Агата грустно улыбнулась. Покупка-мечта, на которую не было денег. Стоила, кстати, такая машинка в половину мобиля не самой старой модели.
— Надо было в Лаутгарде купить, — пробормотал барон, вспомнив, как Агата покупала там гранатовый сок.
— Эрик, — нахмурилась Агата, — вы опять ставите меня в неловкое положение. Мы это уже обсуждали, кажется.
Барон фон Гиндельберг опомнился. И замолчал. Не то чтобы он собирался позволить Агате и дальше убивать пальцы об этого монстра. Но спорить с дамой — зачем? Он просто распорядится, и машинку доставят.
Однако напоминание о том, что он не имеет никакого официального права на заботу об этой женщине, неприятно его резануло. Любая забота со стороны будет выглядеть не более чем покровительство, бросающее тень на репутацию госпожи фон Лингер.
Говорила ли она тогда о разводе серьезно? Или так, сгоряча, в обиде? Может статься, вернется Людвиг, выставят его сумасшедшую мамашу — и все образуется?
— Я категорически против того, чтобы мы с вами ехали в город, — вспомнил он наконец, зачем пришел.
— Да я и сама не хочу, — призналась Агата, воюя со следующим листом.
Эрик подошел, отстранил женщину. Подумал. И следующий лист встал в каретку. Сразу, без капризов. Как по волшебству.
— Хочу просто писать книгу, — призналась Агата, как будто в этом было что-то преступное.
— Я попрошу следователя Майнца захватить документы. Вы все подпишете в поместье. Если вам, конечно, так уж необходимо освободить несчастного Ульриха.
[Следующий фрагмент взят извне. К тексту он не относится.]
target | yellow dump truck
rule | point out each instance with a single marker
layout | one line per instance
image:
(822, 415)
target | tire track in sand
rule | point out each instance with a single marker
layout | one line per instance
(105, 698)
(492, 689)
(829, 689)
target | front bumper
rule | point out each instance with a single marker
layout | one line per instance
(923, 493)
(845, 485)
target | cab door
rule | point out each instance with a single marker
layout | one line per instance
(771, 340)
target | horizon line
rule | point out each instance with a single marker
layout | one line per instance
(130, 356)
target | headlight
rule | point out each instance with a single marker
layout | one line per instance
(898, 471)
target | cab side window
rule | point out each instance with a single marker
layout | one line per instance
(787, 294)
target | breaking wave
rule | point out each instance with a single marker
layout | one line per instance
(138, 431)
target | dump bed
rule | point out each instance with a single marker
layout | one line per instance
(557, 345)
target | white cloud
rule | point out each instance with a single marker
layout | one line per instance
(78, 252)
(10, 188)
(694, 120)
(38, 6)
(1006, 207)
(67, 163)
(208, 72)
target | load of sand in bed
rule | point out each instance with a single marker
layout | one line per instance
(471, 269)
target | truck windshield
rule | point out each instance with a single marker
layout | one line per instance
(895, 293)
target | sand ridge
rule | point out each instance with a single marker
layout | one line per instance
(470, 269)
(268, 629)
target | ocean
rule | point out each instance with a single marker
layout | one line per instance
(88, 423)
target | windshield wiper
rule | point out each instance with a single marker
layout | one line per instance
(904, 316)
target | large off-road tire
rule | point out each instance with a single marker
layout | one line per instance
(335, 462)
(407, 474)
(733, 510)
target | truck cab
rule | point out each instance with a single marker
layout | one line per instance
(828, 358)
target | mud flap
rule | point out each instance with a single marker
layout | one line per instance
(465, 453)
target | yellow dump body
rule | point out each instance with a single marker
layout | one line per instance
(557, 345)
Агата посмотрела на господина барона. И поняла, что он такой поворот весьма и весьма не одобряет.
— Фрау Берта обещала покрыть убытки.
— Вы думаете, Ульрих фон Лингер на этом остановится?
— Не знаю. Но пусть с этим разбирается Людвиг.
— Да поймите же, Агата! Вы сами поощряете...
Стук в дверь перебил пламенную речь Эрика.
— Да! — ответили они хором.
— Я... — Конрад был явно напуган их совместной раздражительно-недовольной реакцией. — Простите... Не вовремя, да?
— Ты встал зачем? — Агата поспешила к мальчику, усадила на диван. — Что-то случилось?
Конрад помолчал. Потом зажмурился и выпалил:
— Я хочу сознаться!
— В чем? — Эрик и Агата снова произнесли это хором.
На этот раз они это наконец заметили и теперь с удивлением смотрели друг на друга. Но недолго, потому что то, что произнес Лингер-младший, заставило забыть обо всем:
— Госпожа Агата. Это я. Я отравил вас!
— Конрад...
Писательница, прижимая ладони к щекам, во все глаза смотрела на побледневшего юношу.
— Простите. — В ярко-голубых глазах стояли слезы. — Простите меня... Вы были... так добры ко мне, а я...
Агата села рядом с Конрадом на диван. Она смотрела на заплаканного мальчика и не могла во все это поверить.
Какие красивые у него глаза — синие, яркие... Надо же. У Виллы глаза — чайного цвета, такие же, как у Берты и Людвига. Только Ульрих был зеленоглазый. А тут... лазурь! Ей вдруг пришло в голову, что мальчик совсем не похож на Лингеров. Может быть, именно поэтому она никогда не воспринимала Конрада как нечто к ним относящееся. Ей приятно было о нем заботиться. Она... действительно его искренне любила. Тем более что своих детей пока не было. Так за что же...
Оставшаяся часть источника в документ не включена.